In my cousin’s house a necklace hangs on the wall with a short paragraph beside it that explains the Behar family history. The one sentence that always stood out was, “Toledo, where our family lived for many years with great satisfaction.”
When looking through NCSY’s Euro ICE program brochure, I saw that they would be traveling to Spain, and, more important, to Toledo. I immediately managed to convince my parents to let me go, and with help from Seattle NCSY director Ari Hoffman, Elise Peizner of the Jewish Federation of Greater Seattle, and the SAMIS Foundation, I was on my way.
Our trip to Toledo on the second day was the most meaningful experience of the trip. We visited the churches and learned about the Inquisition and the oppression of the Jews in Spain. We then visited a Sephardic synagogue museum. It was strange to think how my ancestors may have once attended this synagogue until they were kicked out of Spain in 1492.

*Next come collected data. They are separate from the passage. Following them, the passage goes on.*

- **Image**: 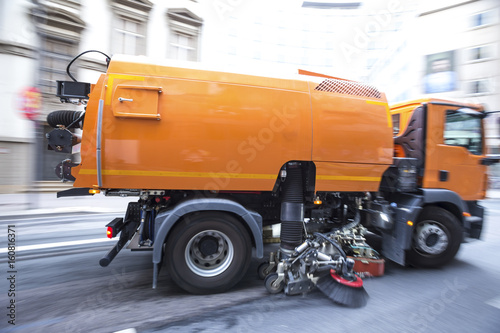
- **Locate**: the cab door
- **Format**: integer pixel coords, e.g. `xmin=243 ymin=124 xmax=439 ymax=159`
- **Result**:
xmin=424 ymin=103 xmax=487 ymax=200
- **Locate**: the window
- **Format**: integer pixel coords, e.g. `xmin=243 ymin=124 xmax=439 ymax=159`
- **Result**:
xmin=470 ymin=10 xmax=495 ymax=28
xmin=444 ymin=110 xmax=483 ymax=155
xmin=467 ymin=44 xmax=495 ymax=62
xmin=167 ymin=9 xmax=203 ymax=61
xmin=392 ymin=114 xmax=400 ymax=135
xmin=110 ymin=0 xmax=152 ymax=55
xmin=169 ymin=32 xmax=198 ymax=61
xmin=40 ymin=39 xmax=76 ymax=96
xmin=113 ymin=17 xmax=146 ymax=55
xmin=31 ymin=6 xmax=84 ymax=97
xmin=467 ymin=79 xmax=490 ymax=95
xmin=51 ymin=0 xmax=81 ymax=9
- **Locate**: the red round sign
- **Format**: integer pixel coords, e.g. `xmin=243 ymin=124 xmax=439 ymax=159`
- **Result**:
xmin=19 ymin=87 xmax=41 ymax=121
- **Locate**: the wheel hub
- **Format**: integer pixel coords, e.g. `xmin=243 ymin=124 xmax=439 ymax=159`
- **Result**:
xmin=414 ymin=222 xmax=449 ymax=255
xmin=197 ymin=236 xmax=219 ymax=257
xmin=186 ymin=230 xmax=234 ymax=277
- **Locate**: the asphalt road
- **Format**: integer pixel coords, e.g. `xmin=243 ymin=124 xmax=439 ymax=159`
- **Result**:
xmin=1 ymin=198 xmax=499 ymax=333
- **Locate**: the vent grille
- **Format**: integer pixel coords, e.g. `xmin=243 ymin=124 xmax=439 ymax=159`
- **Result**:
xmin=315 ymin=79 xmax=381 ymax=99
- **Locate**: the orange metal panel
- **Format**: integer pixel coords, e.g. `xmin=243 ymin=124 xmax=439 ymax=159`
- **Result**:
xmin=74 ymin=56 xmax=394 ymax=193
xmin=315 ymin=161 xmax=388 ymax=192
xmin=310 ymin=87 xmax=393 ymax=166
xmin=75 ymin=61 xmax=313 ymax=191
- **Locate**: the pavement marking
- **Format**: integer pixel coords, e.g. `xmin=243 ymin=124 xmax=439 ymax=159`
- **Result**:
xmin=0 ymin=237 xmax=115 ymax=253
xmin=0 ymin=215 xmax=119 ymax=227
xmin=486 ymin=296 xmax=500 ymax=310
xmin=114 ymin=329 xmax=137 ymax=333
xmin=0 ymin=212 xmax=122 ymax=223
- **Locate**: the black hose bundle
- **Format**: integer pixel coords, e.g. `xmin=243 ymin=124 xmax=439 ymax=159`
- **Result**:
xmin=280 ymin=163 xmax=304 ymax=251
xmin=47 ymin=110 xmax=84 ymax=129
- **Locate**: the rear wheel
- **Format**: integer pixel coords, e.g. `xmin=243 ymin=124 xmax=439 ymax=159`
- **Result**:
xmin=165 ymin=212 xmax=252 ymax=294
xmin=407 ymin=207 xmax=462 ymax=268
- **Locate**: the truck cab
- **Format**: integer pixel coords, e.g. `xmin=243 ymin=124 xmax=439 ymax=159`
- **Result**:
xmin=389 ymin=99 xmax=488 ymax=267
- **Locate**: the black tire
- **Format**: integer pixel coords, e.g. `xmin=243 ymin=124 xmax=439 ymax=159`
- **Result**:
xmin=165 ymin=212 xmax=252 ymax=294
xmin=407 ymin=206 xmax=462 ymax=268
xmin=257 ymin=262 xmax=271 ymax=280
xmin=264 ymin=273 xmax=284 ymax=294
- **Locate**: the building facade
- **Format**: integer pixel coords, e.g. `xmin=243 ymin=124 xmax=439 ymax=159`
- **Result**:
xmin=364 ymin=0 xmax=500 ymax=180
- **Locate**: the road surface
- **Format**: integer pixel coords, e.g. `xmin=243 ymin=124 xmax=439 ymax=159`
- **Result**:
xmin=1 ymin=198 xmax=499 ymax=333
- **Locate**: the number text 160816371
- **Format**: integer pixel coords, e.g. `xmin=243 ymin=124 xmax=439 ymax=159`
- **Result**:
xmin=7 ymin=225 xmax=16 ymax=325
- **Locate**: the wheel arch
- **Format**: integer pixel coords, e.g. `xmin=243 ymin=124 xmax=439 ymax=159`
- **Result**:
xmin=152 ymin=198 xmax=264 ymax=267
xmin=421 ymin=189 xmax=466 ymax=228
xmin=420 ymin=202 xmax=462 ymax=227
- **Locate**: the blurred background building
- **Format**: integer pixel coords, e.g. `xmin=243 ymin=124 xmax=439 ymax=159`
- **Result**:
xmin=0 ymin=0 xmax=499 ymax=194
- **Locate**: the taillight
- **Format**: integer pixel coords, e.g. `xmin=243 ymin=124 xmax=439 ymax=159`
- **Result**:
xmin=106 ymin=226 xmax=114 ymax=239
xmin=105 ymin=217 xmax=124 ymax=239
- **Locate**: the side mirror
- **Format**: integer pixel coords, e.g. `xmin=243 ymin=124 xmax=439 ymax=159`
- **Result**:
xmin=481 ymin=155 xmax=500 ymax=166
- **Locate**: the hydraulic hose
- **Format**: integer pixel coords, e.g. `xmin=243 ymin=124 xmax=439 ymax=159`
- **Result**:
xmin=314 ymin=232 xmax=347 ymax=259
xmin=47 ymin=110 xmax=84 ymax=129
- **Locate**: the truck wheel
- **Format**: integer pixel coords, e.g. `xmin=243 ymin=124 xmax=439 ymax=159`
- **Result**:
xmin=165 ymin=212 xmax=252 ymax=294
xmin=407 ymin=207 xmax=462 ymax=268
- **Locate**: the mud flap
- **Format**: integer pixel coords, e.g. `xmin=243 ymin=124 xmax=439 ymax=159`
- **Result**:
xmin=382 ymin=194 xmax=423 ymax=265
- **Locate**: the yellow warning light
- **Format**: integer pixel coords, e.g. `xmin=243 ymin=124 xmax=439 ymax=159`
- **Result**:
xmin=314 ymin=197 xmax=322 ymax=205
xmin=407 ymin=221 xmax=414 ymax=226
xmin=89 ymin=189 xmax=100 ymax=194
xmin=463 ymin=212 xmax=471 ymax=217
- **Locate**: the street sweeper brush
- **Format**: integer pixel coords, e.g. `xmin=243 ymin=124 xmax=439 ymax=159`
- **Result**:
xmin=262 ymin=230 xmax=373 ymax=307
xmin=316 ymin=268 xmax=369 ymax=308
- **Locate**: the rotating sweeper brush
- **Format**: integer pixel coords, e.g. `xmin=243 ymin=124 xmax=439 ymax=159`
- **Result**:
xmin=262 ymin=231 xmax=370 ymax=308
xmin=316 ymin=264 xmax=369 ymax=308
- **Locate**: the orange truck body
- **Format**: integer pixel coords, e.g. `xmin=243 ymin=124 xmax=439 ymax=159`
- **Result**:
xmin=73 ymin=55 xmax=393 ymax=193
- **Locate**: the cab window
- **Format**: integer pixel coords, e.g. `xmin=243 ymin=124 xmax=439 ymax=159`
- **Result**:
xmin=444 ymin=110 xmax=483 ymax=155
xmin=392 ymin=114 xmax=400 ymax=135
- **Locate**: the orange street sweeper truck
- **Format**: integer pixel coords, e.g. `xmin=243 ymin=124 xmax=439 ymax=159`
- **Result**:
xmin=46 ymin=51 xmax=495 ymax=306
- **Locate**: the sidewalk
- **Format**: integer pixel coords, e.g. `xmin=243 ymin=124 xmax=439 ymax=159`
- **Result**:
xmin=0 ymin=192 xmax=131 ymax=218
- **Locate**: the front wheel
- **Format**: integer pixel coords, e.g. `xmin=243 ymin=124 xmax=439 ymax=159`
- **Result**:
xmin=407 ymin=207 xmax=462 ymax=268
xmin=165 ymin=212 xmax=252 ymax=294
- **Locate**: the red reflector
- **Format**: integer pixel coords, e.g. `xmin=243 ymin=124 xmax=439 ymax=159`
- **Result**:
xmin=106 ymin=226 xmax=113 ymax=239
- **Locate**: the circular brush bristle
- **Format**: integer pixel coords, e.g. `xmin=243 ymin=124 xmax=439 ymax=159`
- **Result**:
xmin=316 ymin=273 xmax=369 ymax=308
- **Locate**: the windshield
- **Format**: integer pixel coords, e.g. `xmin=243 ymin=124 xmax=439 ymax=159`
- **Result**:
xmin=444 ymin=109 xmax=483 ymax=155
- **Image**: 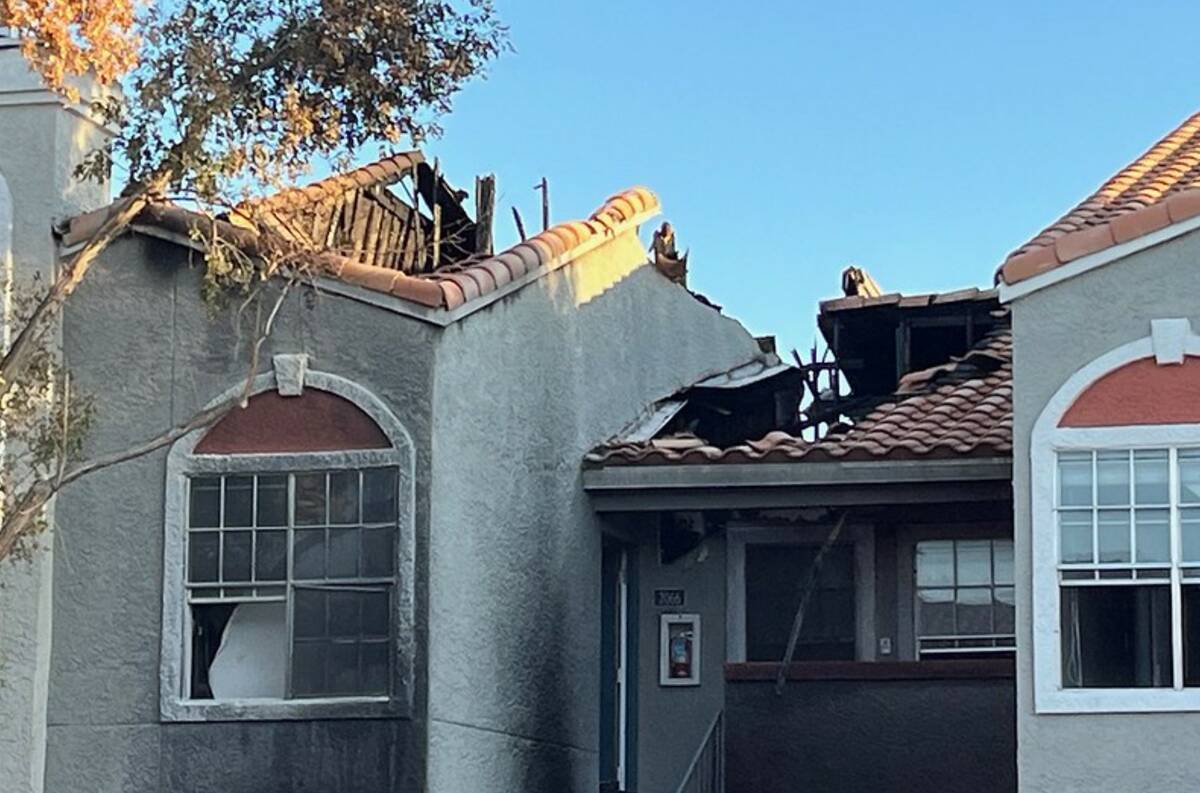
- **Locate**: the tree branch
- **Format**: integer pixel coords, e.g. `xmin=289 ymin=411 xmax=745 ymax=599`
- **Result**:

During free time, some of my newfound friends and I walked around nearly the entire city. For two hours I walked in the footsteps of my ancestors, from the highest point in the city to the lowest. It was an unforgettable experience getting to see what my family hadn’t seen for generations.
Sitting at the top of the city, overlooking the high-rising churches and everything else the city held in all its grandeur, I couldn’t help but wonder how my family had lived when they were here. Because of this trip I felt a strong connection to my past, and it only grew stronger as we traveled the rest of Spain and most of Israel, following the course of Maimonides’s life.